MobileRead Forums - View Single Post

Starson17 · 04-11-2011, 11:49 AM

Quote:

Originally Posted by Selcal

Thanks, that sounds like a good possibility. Can you give a quick example of how you use those statements? Online I can't find something that I can easily work into what I understand. Maybe you can give me a quick snip of the comic code where you use this?

Thanks for your help!

I went back and the code is not quite as I remember it. You can look at it yourself, it's in the gocomics.com builtin, but here's a relvant piece:

Spoiler:

Code:

    def make_links(self, url):
        title = 'Temp'
        current_articles = []
        pages = range(1, self.num_comics_to_get+1)
        for page in pages:
            page_soup = self.index_to_soup(url)
            if page_soup:
                try:
                  strip_title = page_soup.find(name='div', attrs={'class':'top'}).h1.a.string
                except:
                  strip_title = 'Error - no Title found'
                try:
                  date_title = page_soup.find('ul', attrs={'class': 'feature-nav'}).li.string
                  if not date_title:
                      date_title = page_soup.find('ul', attrs={'class': 'feature-nav'}).li.string
                except:
                  date_title = 'Error - no Date found'
                title = strip_title + ' - ' + date_title
                for i in range(2):
                  try:
                    strip_url_date = page_soup.find(name='div', attrs={'class':'top'}).h1.a['href']
                    break #success - this is normal exit
                  except:
                    strip_url_date = None
                    continue #try to get strip_url_date again
                for i in range(2):
                  try:
                    prev_strip_url_date = page_soup.find('a', attrs={'class': 'prev'})['href']
                    break #success - this is normal exit
                  except:
                    prev_strip_url_date = None
                    continue #try to get prev_strip_url_date again
                if strip_url_date:
                  page_url = 'http://www.gocomics.com' + strip_url_date
                else:
                  continue
                if prev_strip_url_date:
                  prev_page_url = 'http://www.gocomics.com' + prev_strip_url_date
                else:
                  continue
            current_articles.append({'title': title, 'url': page_url, 'description':'', 'date':''})
            url = prev_page_url
        current_articles.reverse()
        return current_articles

I think you'll want to carefully look at your exact error.

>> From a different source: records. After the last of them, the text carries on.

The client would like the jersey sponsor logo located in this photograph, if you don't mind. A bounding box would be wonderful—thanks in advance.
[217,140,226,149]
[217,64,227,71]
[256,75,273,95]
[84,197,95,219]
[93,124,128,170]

In my case, I had trouble understanding what was failing. I would get an error that an element on the page wasn't found, the recipe would bomb, then I'd print the soup, and I'd find that element. It seemed to be cured with the code above. In your case, you may need to do the page fetch multiple times. The code above particularly the "for i in range(2):" parts seem to have only fetched once and I vaguely recall puzzling why I couldn't find content that seemed to be there, so I added some retries of the href find. In your case, it should be possible to add multiple fetches if that's needed.